Patrick Piro  • 21 septembre 2022 abonné·es
Élections au Brésil : comment la favela la Maré a barré la route au covid
© Des repas sont livrés par le collectif Redes da Maré aux personnes malades devant rester confinées. (Photo : Carl de Souza / AFP.)

C’était angoissant, ces longues files d’attente pour le test du covid. Parce que la demande débordait nos capacités et que le besoin de ces personnes va bien au-delà – soins médicaux, alimentation, emploi, anxiété face au covid… évoque Éverton da Silva, coordinateur de la campagne “connexion santé” de la Maré (1). Mais savoir que cette mobilisation a été décisive pour contenir la pandémie sur notre territoire, ça me remplit de fierté. »

Les premiers mois, l’indice de mortalité à la Maré est deux fois supérieur à la moyenne de Rio de Janeiro. Ce complexe de favelas, le plus important de la ville, compte 140 000 habitant·es sur 5 km2 à peine.
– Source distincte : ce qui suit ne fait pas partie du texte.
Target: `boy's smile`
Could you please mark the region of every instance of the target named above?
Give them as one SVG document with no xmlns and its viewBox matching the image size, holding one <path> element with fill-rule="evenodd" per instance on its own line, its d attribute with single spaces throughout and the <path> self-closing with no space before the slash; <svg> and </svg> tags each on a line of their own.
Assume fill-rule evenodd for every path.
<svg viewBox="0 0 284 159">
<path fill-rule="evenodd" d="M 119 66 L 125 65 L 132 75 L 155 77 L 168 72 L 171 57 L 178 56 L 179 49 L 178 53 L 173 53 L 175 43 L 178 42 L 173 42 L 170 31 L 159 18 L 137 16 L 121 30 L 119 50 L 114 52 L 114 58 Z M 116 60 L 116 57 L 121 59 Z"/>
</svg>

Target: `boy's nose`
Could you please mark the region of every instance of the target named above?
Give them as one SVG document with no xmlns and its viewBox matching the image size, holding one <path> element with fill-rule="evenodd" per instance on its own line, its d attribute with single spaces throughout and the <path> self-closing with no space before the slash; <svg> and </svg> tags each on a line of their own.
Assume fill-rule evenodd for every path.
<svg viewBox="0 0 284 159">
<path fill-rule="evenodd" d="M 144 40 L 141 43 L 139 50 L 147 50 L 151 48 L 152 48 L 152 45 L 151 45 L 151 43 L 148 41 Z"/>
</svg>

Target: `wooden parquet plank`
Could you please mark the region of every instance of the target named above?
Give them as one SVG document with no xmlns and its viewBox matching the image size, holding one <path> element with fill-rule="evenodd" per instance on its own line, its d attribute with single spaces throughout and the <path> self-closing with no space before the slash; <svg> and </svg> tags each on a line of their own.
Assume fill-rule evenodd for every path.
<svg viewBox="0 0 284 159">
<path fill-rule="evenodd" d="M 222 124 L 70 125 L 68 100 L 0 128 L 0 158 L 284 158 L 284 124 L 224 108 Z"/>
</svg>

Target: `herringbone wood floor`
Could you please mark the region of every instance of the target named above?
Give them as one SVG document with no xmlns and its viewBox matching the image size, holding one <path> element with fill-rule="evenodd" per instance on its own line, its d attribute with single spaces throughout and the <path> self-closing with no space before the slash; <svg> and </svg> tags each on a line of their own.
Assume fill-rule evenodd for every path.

Promiscuité, logements peu ventilés, pauvreté, problèmes d’assainissement, insécurité urbaine : les conditions d’une catastrophe sanitaire sont réunies, « alors que les gens ne pouvaient plus travailler, que les revenus, déjà bien faibles, avaient chuté, et que la faim explosait, relate Lidiane Malanquini, coordinatrice de la mobilisation. Les pouvoirs publics n’ont bougé qu’avec retard, quand ils n’ont pas simplement disparu ». Alors la Maré, maillée par un fort tissu communautaire, se prend en main.

Réseau de couturières

Même constat de déficit de l’action publique à Recife, où le Mouvement des travailleurs ruraux sans terre (MST) mobilise massivement les quartiers (lire notre article sur le sujet). Il organise un réseau de 300 couturières pour fabriquer des masques et lance une opération de formation d’agent·es populaires de santé, avec l’appui, entre autres, de l’université fédérale du Pernambouc et de la fondation Fiocruz, spécialisée en santé publique.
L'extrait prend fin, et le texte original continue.